US 11,676,572 B2
Instantaneous learning in text-to-speech during dialog
Vijayaditya Peddinti, San Jose, CA (US); Bhuvana Ramabhadran, Mt. Kisco, NY (US); Andrew Rosenberg, Brooklyn, NY (US); and Mateusz Golebiewski, Mountain View, CA (US)
Assigned to Google LLC, Mountain View, CA (US)
Filed by Google LLC, Mountain View, CA (US)
Filed on Mar. 3, 2021, as Appl. No. 17/190,456.
Prior Publication US 2022/0284882 A1, Sep. 8, 2022
Int. Cl. G10L 17/02 (2013.01); G10L 13/08 (2013.01); G10L 15/187 (2013.01)
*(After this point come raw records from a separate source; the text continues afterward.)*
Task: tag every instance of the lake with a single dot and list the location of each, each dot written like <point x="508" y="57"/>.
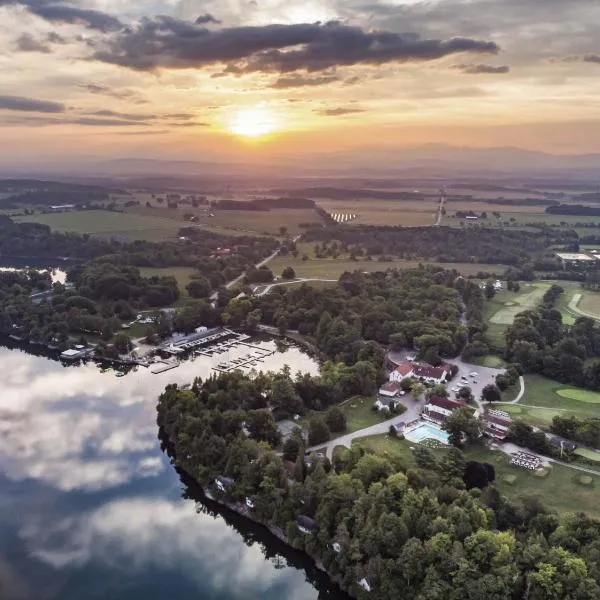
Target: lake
<point x="92" y="509"/>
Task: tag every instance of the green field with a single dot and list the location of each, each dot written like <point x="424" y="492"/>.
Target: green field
<point x="329" y="268"/>
<point x="359" y="413"/>
<point x="559" y="490"/>
<point x="589" y="454"/>
<point x="101" y="222"/>
<point x="183" y="275"/>
<point x="529" y="296"/>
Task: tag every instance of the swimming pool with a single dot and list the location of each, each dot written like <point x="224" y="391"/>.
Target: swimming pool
<point x="424" y="431"/>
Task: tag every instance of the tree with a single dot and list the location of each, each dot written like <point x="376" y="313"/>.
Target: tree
<point x="462" y="423"/>
<point x="318" y="432"/>
<point x="262" y="427"/>
<point x="336" y="419"/>
<point x="417" y="390"/>
<point x="122" y="343"/>
<point x="199" y="288"/>
<point x="491" y="393"/>
<point x="288" y="273"/>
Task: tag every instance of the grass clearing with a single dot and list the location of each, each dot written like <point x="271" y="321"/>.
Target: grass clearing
<point x="183" y="275"/>
<point x="530" y="296"/>
<point x="108" y="223"/>
<point x="589" y="454"/>
<point x="558" y="487"/>
<point x="330" y="268"/>
<point x="359" y="413"/>
<point x="579" y="395"/>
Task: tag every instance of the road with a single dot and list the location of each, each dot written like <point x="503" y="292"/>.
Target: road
<point x="267" y="288"/>
<point x="235" y="281"/>
<point x="412" y="413"/>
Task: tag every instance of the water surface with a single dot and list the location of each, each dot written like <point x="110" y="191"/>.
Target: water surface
<point x="91" y="509"/>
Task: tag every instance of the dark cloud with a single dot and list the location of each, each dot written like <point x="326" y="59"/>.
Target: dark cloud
<point x="30" y="105"/>
<point x="207" y="19"/>
<point x="293" y="81"/>
<point x="104" y="90"/>
<point x="483" y="69"/>
<point x="27" y="43"/>
<point x="59" y="12"/>
<point x="338" y="112"/>
<point x="165" y="42"/>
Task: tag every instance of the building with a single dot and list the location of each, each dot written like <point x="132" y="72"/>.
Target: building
<point x="402" y="371"/>
<point x="576" y="260"/>
<point x="429" y="374"/>
<point x="223" y="483"/>
<point x="497" y="424"/>
<point x="305" y="524"/>
<point x="390" y="389"/>
<point x="438" y="408"/>
<point x="563" y="444"/>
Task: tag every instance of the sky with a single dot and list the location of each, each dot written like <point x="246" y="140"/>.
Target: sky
<point x="232" y="79"/>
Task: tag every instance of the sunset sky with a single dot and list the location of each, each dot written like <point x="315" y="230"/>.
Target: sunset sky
<point x="231" y="78"/>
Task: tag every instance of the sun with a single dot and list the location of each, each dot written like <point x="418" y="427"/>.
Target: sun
<point x="254" y="122"/>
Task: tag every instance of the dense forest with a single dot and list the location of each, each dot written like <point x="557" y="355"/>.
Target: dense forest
<point x="538" y="342"/>
<point x="444" y="244"/>
<point x="413" y="532"/>
<point x="418" y="308"/>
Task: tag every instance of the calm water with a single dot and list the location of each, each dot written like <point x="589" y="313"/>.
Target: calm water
<point x="91" y="509"/>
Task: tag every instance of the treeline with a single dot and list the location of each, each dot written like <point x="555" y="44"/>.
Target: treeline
<point x="418" y="308"/>
<point x="442" y="244"/>
<point x="409" y="530"/>
<point x="584" y="431"/>
<point x="539" y="343"/>
<point x="333" y="193"/>
<point x="574" y="209"/>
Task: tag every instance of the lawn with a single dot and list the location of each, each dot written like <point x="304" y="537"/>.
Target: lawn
<point x="109" y="223"/>
<point x="183" y="275"/>
<point x="329" y="268"/>
<point x="529" y="296"/>
<point x="588" y="453"/>
<point x="359" y="413"/>
<point x="384" y="212"/>
<point x="560" y="489"/>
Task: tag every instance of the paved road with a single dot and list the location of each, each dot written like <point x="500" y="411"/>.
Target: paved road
<point x="413" y="412"/>
<point x="267" y="288"/>
<point x="233" y="282"/>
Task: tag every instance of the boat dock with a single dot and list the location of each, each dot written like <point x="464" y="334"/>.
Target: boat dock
<point x="252" y="359"/>
<point x="161" y="367"/>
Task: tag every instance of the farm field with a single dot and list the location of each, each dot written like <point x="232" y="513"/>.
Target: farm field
<point x="183" y="275"/>
<point x="100" y="222"/>
<point x="529" y="296"/>
<point x="329" y="268"/>
<point x="560" y="489"/>
<point x="408" y="213"/>
<point x="543" y="392"/>
<point x="237" y="222"/>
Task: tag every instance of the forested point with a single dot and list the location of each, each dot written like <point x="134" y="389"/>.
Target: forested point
<point x="414" y="532"/>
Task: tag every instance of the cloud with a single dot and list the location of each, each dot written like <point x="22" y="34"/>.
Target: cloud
<point x="593" y="58"/>
<point x="27" y="43"/>
<point x="30" y="105"/>
<point x="296" y="80"/>
<point x="104" y="90"/>
<point x="483" y="69"/>
<point x="164" y="42"/>
<point x="59" y="12"/>
<point x="338" y="111"/>
<point x="207" y="19"/>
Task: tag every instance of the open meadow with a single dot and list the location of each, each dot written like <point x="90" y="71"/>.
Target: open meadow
<point x="408" y="213"/>
<point x="560" y="488"/>
<point x="108" y="223"/>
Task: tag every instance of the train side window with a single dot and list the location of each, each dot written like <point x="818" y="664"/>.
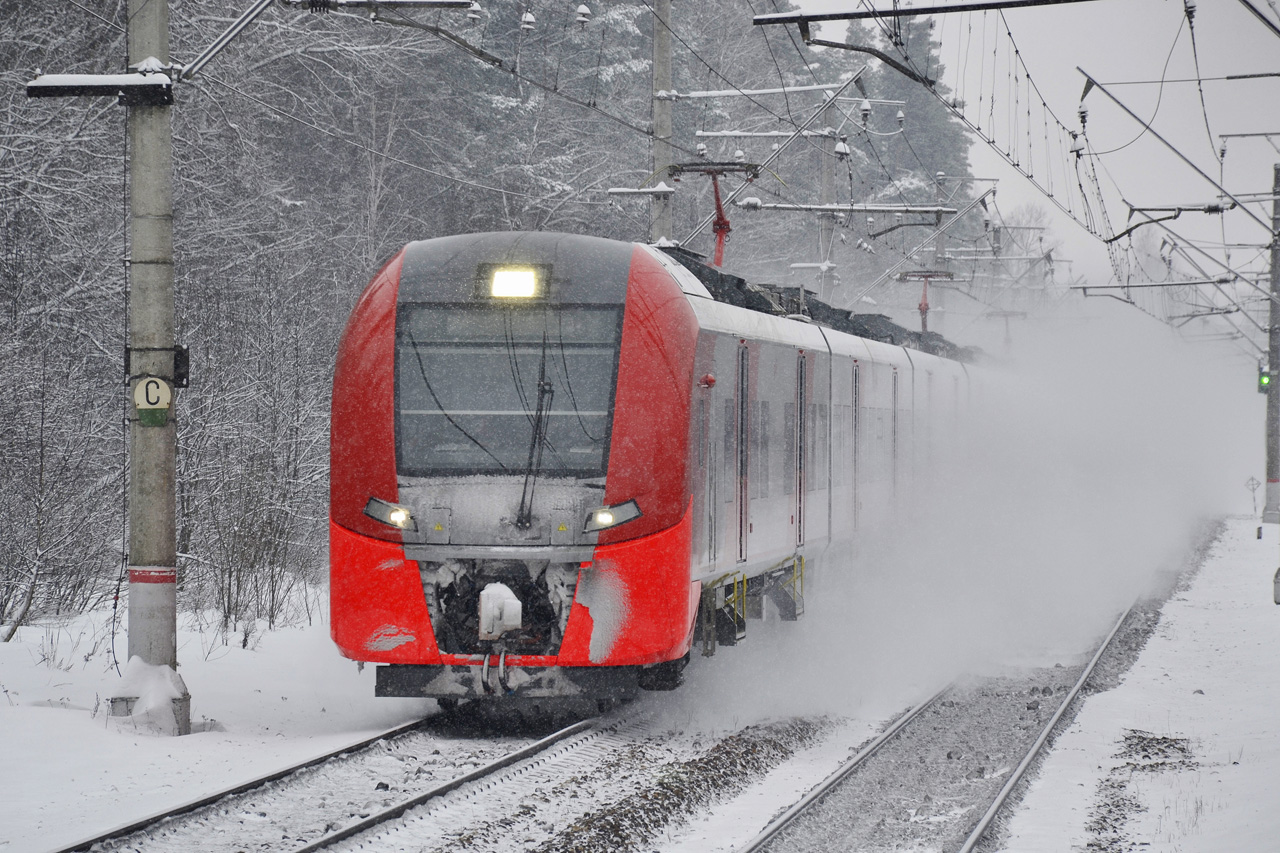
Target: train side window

CPC G10L 13/08 (2013.01) [G10L 15/187 (2013.01)] 24 Claims
OG exemplary drawing
 
13. A system comprising:
data processing hardware; and
memory hardware in communication with the data processing hardware, the memory hardware storing instructions that, when executed on the data processing hardware, cause the data processing hardware to perform operations comprising:
receiving a user pronunciation of a particular word present in a query spoken by a user;
receiving a text-to-speech (TTS) pronunciation of the same particular word that is present in a TTS input, the TTS input comprising a textual representation of a response to the query, and the TTS pronunciation of the particular word is different than the user pronunciation of the particular word;
obtaining user pronunciation-related features associated with the user pronunciation of the particular word;
obtaining TTS pronunciation-related features associated with the TTS pronunciation of the particular word;
generating, as output from a pronunciation decision model configured to receive the user pronunciation-related features and the TTS pronunciation-related features as input, a pronunciation decision selecting the one of the user pronunciation of the particular word or the TTS pronunciation of the particular word that is associated with a highest confidence for use in TTS audio;
synthesizing, using a TTS system, the TTS audio by converting the textual representation of the response to the query into the TTS audio using the one of the user pronunciation of the particular word or the TTS pronunciation of the particular word that was selected by the pronunciation decision output from the pronunciation decision model; and
providing, for audible output from a user device associated with the user, the TTS audio, the TTS audio comprising a synthesized speech representation of the response to the query.